This project implements an ETL data pipeline for the music streaming app Sparkify.
The data is extracted from a data lake of files in JSON format and stored in a star schema in parquet format. Both input and output data are stored in AWS S3 and pyspark, Python library interacting with the Spark framework, pyspark, is used for distributed data processing.
The output data is optimized for OLAP because of the use of a star schema.
The schema is created via the schema-on-read
approach during the ETL process
performed by a Python script.
├── README.md - This file.
├── data - folder containing sample data
├── etl.py # Python script performing all DDL and ETL tasks.
└── dl.cfg # Config file to be populated with credentials for accessing all cloud resources.
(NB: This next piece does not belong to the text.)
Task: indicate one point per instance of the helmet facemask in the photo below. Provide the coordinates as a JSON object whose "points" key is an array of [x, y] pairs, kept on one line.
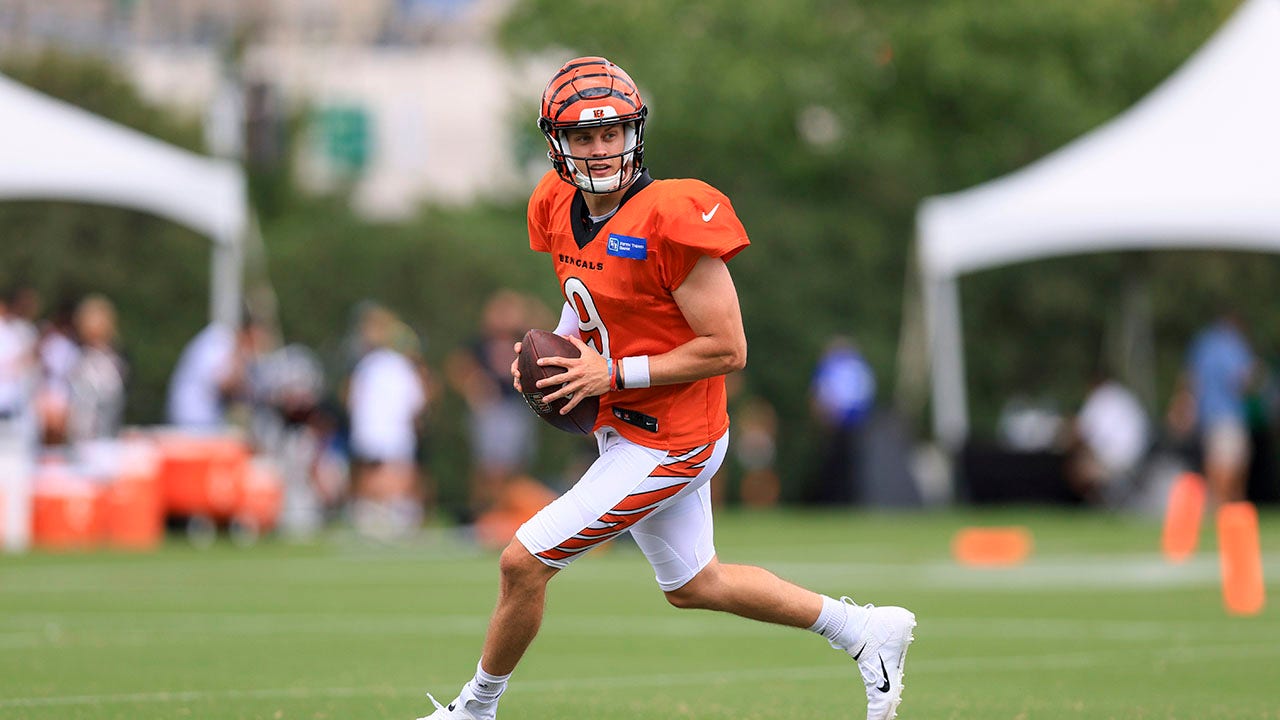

The analytics tables centers on the following fact table:
songplays
- which contains a log of user song plays
songplays
has foreign keys to the following (self-explanatory) dimension tables:
users
songs
artists
time
- Create a S3 bucket to store the input and output
- Extract the songs data from data folder and copy it to
<AWS_S3_BUCKET>/data/song_data
- Extract the logs data from data folder and copy it to
<AWS_S3_BUCKET>/data/log_data
- Create the folder
<AWS_S3_BUCKET>/output/
- Create IAM credentials authorized to read from and write to the bucket you created
- Update
dl.cfg
with the following:
[AWS]
AWS_ACCESS_KEY_ID=<your_aws_access_key_id>
AWS_SECRET_ACCESS_KEY=<your_aws_secret_access_key>
AWS_S3_BUCKET=<your_s3_bucket_name>
- To execute the ETL pipeline from the command line, run
python etl.py
and the results will be stored at<AWS_S3_BUCKET>/output